"Consumer hardware" is defined as costing no more than $3,000 USD for everything that goes inside the case (not including peripherals).
In terms of "GPT4-equivalent model," I'll go with whatever popular consensus seems to indicate the top benchmarks (up to three) are regarding performance. The performance metrics should be within 10% of GPT4's. In the absence of suitable benchmarks I'll make an educated guess come resolution time after consulting educated experts on the subject.
All that's necessary is for the model to run inference, and it doesn't matter how long it takes to generate output so long as you can type in a prompt and get a reply in less than 24 hours. So in the case GPT4's weights are released and someone is able to shrink that model down to run on consumer hardware and get any output at all in less than a day, and the performance of the output meets benchmarks, and it's not 2024 yet, this market resolves YES.
all this requires is memory right? Let's imagine gpt-4 was 1TB of weights, which means ~2Tflop/token.
The Mac M1 integrated GPU can do like 10Tflop/s, so that's 300 tokens/minute only considering flops.
The Mac M1 has 400GB/s of memory bandwidth, which limits it to 20 tokens/minute.

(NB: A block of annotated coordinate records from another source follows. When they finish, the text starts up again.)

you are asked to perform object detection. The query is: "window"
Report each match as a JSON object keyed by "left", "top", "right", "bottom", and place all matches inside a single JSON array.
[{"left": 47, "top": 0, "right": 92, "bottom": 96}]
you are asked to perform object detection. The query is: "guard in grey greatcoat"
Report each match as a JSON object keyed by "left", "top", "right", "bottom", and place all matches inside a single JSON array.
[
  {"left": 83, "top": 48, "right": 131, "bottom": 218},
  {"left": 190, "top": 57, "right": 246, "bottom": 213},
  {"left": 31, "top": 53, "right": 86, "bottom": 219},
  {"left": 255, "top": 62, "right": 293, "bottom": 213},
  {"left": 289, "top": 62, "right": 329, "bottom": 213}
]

So all you need is 1TB of memory, which would cost $2400 today.
If you used an NVME ssd instead of ram, you only have 5GB/s bandwidth, so only 3 tokens/minute, which only costs $50!
So seems guaranteed that you can get completions within a day, even on a $500 budget, let alone $3k
@osmarks the top post doesnt require it to be open source, so if someone chooses to reveal that they can run gpt4/gemini/whatever closed source model on their PC, which they obviously can, that might count
I have llama2 7B running on a single GPU with similar results as https://github.com/ggerganov/llama.cpp
So, few tokens per second. I have no doubts the full llama2 70B can run on a single consumer machine to generate 500+ tokens in less than 24h.

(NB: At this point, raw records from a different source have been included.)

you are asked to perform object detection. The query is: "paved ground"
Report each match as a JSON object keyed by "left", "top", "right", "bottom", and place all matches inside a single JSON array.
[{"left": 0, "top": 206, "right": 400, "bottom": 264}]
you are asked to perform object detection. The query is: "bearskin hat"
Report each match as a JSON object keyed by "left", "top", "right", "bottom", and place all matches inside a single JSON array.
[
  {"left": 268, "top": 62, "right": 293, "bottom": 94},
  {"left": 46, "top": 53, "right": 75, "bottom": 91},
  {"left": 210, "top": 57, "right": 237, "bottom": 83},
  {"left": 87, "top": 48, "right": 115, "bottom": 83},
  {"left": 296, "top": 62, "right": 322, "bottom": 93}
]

You've got Yan LeCun pointing to this paper, claiming GPT4/Bard level performance for LLaMA 65B. That's a fairly god argument for being able to achieve this toward the end of the year because I believe you can already run LLaMA 65B on a tower server that costs less than $3k USD. https://arxiv.org/abs/2305.11206
FrugalGPT: How to Use Large Language Models While Reducing Cost and Improving Performance (May 9)
As an example, we propose FrugalGPT, a simple yet flexible instantiation of LLM cascade which learns which combinations of LLMs to use for different queries in order to reduce cost and improve accuracy.

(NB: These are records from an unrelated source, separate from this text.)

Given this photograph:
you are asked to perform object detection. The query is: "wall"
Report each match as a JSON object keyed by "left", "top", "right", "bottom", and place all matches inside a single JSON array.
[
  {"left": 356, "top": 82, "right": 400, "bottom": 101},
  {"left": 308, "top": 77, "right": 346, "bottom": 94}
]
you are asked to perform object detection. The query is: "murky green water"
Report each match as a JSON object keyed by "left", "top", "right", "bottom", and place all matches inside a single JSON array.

Our experiments show that FrugalGPT can match the performance of the best individual LLM (e.g. GPT-4) with up to 98% cost reduction or improve the accuracy over GPT-4 by 4% with the same cost. The ideas and findings presented here lay a foundation for using LLMs sustainably and efficiently.
@osmarks something like this could be considered an ensemble model (one that has sub-models).
Depends on the definition of model. Single ANNs only, or can it be more sophisticated? @LarsDoucet
@fleventy That does blur the line somewhat but I think it's outside the scope of what I was intending.
Assuming it's even possible to benchmark GPT4 in the near future, which is doubtful, maybe in 2025 or 2025... we may already be there, depending on what threshold you accept. https://github.com/manyoso/haltt4llm
@PatrickDelaney when I say Benchmark in the above comment, I mean run an inference of GPT4. Also see my concerns and questions below to Jacob Pfau about OpenAIs problematic habit of using benchmarking metrics in training. That being said GPT4 all and Llama are already significantly high.
@JacobPfau Correct me if I'm wrong, OpenAi ignores requests not to train on open datasets including big bench from what I have read so that would be invalid. Further, I'm not sure GPT4 is an inference model that OpenAI will submit to any leaderboards as it is proprietary? Lastly, we would have to compile Big Bench results ourselves based upon the current status of the repo, assuming that a test was even run?
@YonatanCale "I'll go with whatever popular consensus seems to indicate the top benchmarks (up to three) are regarding performance." --> if that condition is satisfied but there's one particular thing that's not well captured by the benchmarks (such as poetry, or performance in rap battles, or coming up with sufficiently delicious cheese soup recipes), that's fine an this still resolves YES.
@EricG Yep. Just has to run inference on a consumer PC, and return a reasonable length message in less than a day. Run it on CPU if you have to, this market doesn't care.